If I only have one life to live, self-pityingly, why am I living it here?

“Things change in New York; things change all the time. You don’t mind this when you live here; when you live here, it’s part of the caffeinated romance of this city that never sleeps. But when you move away, you experience change as a betrayal.”

Everything is copy.”

“When you slip on a banana peel, people laugh at you; but when you tell people you slipped on a banana peel, it’s your laugh. So you become the hero rather than the victim of the joke.”

“‘Nora.

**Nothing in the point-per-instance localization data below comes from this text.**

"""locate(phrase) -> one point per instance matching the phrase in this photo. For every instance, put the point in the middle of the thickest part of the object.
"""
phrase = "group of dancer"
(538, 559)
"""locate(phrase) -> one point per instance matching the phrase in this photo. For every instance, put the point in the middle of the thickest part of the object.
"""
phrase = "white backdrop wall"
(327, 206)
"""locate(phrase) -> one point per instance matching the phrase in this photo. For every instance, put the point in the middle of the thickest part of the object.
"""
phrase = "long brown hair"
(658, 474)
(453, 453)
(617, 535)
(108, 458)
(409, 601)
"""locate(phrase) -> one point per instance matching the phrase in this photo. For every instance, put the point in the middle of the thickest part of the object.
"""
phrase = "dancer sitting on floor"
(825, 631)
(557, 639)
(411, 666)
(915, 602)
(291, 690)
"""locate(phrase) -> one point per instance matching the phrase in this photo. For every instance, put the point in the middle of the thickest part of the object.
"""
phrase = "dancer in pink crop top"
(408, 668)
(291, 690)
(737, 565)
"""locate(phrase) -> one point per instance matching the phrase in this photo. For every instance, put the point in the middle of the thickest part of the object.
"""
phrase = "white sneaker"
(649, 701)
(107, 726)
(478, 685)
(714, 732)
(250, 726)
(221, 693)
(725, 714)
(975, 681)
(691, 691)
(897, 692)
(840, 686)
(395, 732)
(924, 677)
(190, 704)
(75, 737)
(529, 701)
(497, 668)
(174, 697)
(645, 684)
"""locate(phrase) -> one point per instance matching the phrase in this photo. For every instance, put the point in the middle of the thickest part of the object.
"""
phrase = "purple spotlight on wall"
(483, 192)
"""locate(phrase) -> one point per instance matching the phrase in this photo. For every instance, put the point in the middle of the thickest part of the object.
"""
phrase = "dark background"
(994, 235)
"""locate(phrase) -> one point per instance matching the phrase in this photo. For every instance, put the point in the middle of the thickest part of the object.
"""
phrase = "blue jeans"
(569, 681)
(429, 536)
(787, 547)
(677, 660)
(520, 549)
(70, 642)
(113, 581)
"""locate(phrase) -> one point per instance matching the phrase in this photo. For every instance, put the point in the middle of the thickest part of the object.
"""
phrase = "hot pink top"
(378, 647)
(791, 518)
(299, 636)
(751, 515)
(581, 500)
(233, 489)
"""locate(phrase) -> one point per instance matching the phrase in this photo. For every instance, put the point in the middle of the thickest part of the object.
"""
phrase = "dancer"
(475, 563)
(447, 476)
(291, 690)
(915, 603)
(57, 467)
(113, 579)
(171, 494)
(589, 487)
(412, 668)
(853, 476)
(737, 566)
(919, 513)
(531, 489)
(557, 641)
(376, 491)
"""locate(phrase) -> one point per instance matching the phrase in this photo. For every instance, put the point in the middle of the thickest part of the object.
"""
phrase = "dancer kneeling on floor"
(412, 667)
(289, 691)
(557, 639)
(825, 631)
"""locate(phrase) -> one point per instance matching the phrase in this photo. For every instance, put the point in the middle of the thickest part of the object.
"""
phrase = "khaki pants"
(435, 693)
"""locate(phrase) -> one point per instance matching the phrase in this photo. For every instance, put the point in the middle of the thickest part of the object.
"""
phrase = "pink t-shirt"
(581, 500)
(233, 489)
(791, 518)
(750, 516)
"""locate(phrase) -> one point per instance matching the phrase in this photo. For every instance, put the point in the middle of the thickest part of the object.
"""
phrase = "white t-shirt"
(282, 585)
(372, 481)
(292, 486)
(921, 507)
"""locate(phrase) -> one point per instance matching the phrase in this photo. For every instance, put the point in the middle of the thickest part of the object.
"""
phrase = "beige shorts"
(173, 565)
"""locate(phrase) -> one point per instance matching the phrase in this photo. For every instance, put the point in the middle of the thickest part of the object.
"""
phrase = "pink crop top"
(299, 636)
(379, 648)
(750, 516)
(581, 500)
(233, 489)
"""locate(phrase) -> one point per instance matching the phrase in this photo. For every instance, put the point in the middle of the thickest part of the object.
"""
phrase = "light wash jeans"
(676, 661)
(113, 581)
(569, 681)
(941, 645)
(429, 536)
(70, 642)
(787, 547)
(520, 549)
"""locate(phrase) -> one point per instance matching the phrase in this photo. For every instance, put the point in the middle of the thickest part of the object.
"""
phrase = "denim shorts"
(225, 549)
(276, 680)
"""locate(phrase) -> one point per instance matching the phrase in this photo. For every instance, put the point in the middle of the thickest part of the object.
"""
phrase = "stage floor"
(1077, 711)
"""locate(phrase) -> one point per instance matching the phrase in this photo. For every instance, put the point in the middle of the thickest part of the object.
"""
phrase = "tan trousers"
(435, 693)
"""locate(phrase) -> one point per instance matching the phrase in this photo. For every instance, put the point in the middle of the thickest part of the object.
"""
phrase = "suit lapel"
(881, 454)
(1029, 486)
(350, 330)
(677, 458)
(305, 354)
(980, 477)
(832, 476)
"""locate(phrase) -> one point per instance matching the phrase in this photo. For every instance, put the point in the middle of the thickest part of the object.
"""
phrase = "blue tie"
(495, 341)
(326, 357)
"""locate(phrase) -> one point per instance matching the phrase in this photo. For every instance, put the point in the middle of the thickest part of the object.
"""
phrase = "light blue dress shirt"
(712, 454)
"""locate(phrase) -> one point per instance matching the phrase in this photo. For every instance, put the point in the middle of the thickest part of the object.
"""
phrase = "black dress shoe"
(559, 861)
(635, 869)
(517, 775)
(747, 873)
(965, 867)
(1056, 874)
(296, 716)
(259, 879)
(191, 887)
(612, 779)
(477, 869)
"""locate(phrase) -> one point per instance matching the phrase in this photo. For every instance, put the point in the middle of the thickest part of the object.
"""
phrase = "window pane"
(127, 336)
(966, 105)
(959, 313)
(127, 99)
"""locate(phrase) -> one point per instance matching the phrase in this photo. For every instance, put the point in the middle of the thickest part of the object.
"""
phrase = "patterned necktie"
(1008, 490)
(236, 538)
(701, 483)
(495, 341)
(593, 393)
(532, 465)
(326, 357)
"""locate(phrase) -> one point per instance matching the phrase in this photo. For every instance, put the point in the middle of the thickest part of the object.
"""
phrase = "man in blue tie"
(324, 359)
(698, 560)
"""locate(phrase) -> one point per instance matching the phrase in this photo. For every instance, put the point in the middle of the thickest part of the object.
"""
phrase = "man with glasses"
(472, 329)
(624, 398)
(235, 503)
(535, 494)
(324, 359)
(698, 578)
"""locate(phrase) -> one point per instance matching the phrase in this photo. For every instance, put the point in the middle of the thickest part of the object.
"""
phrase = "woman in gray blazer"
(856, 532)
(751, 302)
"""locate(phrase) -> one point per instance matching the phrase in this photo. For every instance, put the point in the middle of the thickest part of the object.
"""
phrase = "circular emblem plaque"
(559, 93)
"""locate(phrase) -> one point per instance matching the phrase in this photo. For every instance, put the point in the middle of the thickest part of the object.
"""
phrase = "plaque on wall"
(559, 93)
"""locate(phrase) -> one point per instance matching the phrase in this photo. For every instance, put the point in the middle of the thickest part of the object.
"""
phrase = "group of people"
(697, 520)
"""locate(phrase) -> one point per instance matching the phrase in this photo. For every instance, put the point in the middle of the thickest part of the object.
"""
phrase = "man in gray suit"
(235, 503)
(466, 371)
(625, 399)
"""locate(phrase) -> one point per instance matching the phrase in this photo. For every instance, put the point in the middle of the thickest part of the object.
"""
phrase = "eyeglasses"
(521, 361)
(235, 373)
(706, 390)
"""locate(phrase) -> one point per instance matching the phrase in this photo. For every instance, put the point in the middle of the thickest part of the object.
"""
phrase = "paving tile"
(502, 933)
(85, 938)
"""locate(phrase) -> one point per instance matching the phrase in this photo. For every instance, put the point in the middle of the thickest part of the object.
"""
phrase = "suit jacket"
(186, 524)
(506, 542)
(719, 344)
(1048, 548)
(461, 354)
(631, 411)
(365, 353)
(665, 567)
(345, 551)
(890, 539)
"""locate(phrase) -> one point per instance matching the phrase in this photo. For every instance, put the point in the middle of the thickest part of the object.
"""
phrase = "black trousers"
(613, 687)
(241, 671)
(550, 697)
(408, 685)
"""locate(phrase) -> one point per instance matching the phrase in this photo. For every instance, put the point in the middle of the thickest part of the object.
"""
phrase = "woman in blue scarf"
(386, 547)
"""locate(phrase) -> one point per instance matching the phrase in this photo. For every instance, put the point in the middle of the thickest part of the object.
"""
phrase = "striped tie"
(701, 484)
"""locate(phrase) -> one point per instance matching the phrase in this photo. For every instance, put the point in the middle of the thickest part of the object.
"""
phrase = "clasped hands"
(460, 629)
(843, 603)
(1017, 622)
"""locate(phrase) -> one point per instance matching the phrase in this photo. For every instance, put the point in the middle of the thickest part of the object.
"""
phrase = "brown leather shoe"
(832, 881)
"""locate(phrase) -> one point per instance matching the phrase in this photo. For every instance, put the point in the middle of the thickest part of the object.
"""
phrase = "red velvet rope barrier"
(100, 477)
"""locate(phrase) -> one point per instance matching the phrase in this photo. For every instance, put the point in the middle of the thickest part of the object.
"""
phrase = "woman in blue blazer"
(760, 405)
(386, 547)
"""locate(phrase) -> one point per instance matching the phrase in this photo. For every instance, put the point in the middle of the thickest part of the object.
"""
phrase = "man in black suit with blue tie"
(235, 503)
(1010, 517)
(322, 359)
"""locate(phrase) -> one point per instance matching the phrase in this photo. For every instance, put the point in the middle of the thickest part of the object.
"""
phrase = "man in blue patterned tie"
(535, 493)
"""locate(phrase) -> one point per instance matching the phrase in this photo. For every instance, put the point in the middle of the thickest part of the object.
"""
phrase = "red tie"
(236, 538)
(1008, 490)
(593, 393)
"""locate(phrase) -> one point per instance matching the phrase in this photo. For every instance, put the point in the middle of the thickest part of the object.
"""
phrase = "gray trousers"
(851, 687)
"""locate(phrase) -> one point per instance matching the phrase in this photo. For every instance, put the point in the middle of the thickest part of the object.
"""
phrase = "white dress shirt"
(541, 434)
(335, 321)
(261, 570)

We can’t do everything.‘ I have been given the secret of life.”

“the state of rapture I experience when I read a wonderful book is one of the main reasons I read, but it doesn’t happen every time or even every other time, and when it does happen, I’m truly beside myself.”

“There’s something call the rupture of the deep, and it refers to what happens when a deep-sea diver spends too much time on the bottom of the ocean and can’t tell which way is up. When he surfaces, he’s liable to have a condition called the bends, where the body can’t adapt to the oxygen levels in the atmosphere. All this happens to me when I surface from a great book.

Death is a sniper. It strikes people you love, people you like, people you know, it’s everywhere. You could be next. But then you turn out not to be. But then again you could be.”

About the Author

Nora Ephron was the author of the hugely successful I Feel Bad About My Neck, I Remember Nothing, and Heartburn among many others. She received Academy Award nominations for best original screenplay for When Harry Met Sally . . . , Silkwood, and Sleepless in Seattle, which she also directed. Her other credits include the hit play Lucky Guy and the films You’ve Got Mail and Julie & Julia, both of which she wrote and directed. She died in 2012.


A little note: I bought my copy of this book and Heartburn, along with a couple of female-authored books from a second-hand bookstore I frequent to around town, Keats & Chapman. When I was checking out, the owner told me that the books that I got were de-stashed by the same person. He found it fascinating. I also found it fascinating. It’s like saying ‘oh hey, I know someone with the same reading taste like you’ – and it was so charming (and also the fact that he remembered who sold those books to him). I wanna be friends with that person!

Another note: This is the book that I was clawing at and holding on for dear life to distract myself of the pain when I was having my first ever tattoo (!!!). Nora distracted me in ways my phone cannot. So yes, this book will always be memorable to me. And it will always transport me to sunny Amsterdam in the middle of August. Glad I liked it so much!